I think what appealed to me as a lad was the size and fun and ease of building. I really liked the DVII but only I think because of colour schemes. My grandfather scaled up the plans for a 40 sized version of the Nieuport or me too.

I think from the mid or late 70s radio was smaller lighter and more reliable and 20 size engines prolific that models could fit in cars assembled and rigged and size was also convenient for the magazines of the era.

The look back I find good as you have not seen many plans for rc helicopters, but then Dave Nieman and Len Mount were synonymous with helicopters in the day.

Former Member17/07/2019 23:31:24
3577 forum posts

[This posting has been removed]

Cuban818/07/2019 09:12:19
2997 forum posts
1 photos

Interesting to be reminded about how popular gliding, both on the flat and slope was back then. I remember entering BARCS competitions with maybe a hundred pilots at that time or perhaps a year or two later. Still going now to some extent and I recognise names that are still on the circuit from that time. Open glider was hugely popular, mainly I think, because at that time even with a resonably low tech glider and given a modicom of ability and a dose of luck, one could do well and even beat the big names once in a while.

For me, the fun went out of it when things got far too serious, big bucks were being spent by the 'pot hunters' on exotic foreign airframes and the general atmosphere of those once laid-back days out, become far too intense for many of us. I met up with one of my old gliding buddies from the 80s a while back, he was still very active in the competition world and showed me his latest machine...........a £2500 all moulded , carbon, kevlar and goodness knows what else creation from an eastern European manufacturer. Highly specialised and very efficient, but not my cup of tea.

Nothing wrong with being highly competitive of course, that's the way the breed improves and a lot of our modern gear and techniques have been directly developed from various specialist areas of aeromodelling. I recall when glass cloth and epoxy finishing was regarded as highly complex and only for the experts - nothing special at all now.

The electric stuff in the advert made me laugh. They were really hopeless and they must have had their fingers firmly crossed when writing the advertising claims. OK for a powered glider of around two metres or so (Balsa Cabin Sonata E was a good model, still going today but without the widened fuselage of the original to to take the half house brick of a nicad crying)

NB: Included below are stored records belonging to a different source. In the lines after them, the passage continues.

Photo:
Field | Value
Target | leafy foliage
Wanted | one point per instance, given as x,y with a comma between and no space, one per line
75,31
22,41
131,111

Edited By Cuban8 on 18/07/2019 09:41:20

Peter Christy18/07/2019 09:31:01
1839 forum posts

That's true of any form of competition, C8! I remember the early helicopter events where if you could take-off, fly a circuit and land in the same field, you stood a chance of winning! (My flying is still a bit like that! wink )

Nowadays, a contest machine with all the radio gear, batteries, chargers etc runs to a thousand or two!

No wonder competition flying is dying....

--

Pete

Cuban818/07/2019 09:54:41
2997 forum posts
1 photos
Posted by Peter Christy on 18/07/2019 09:31:01:

That's true of any form of competition, C8! I remember the early helicopter events where if you could take-off, fly a circuit and land in the same field, you stood a chance of winning! (My flying is still a bit like that! wink )

Nowadays, a contest machine with all the radio gear, batteries, chargers etc runs to a thousand or two!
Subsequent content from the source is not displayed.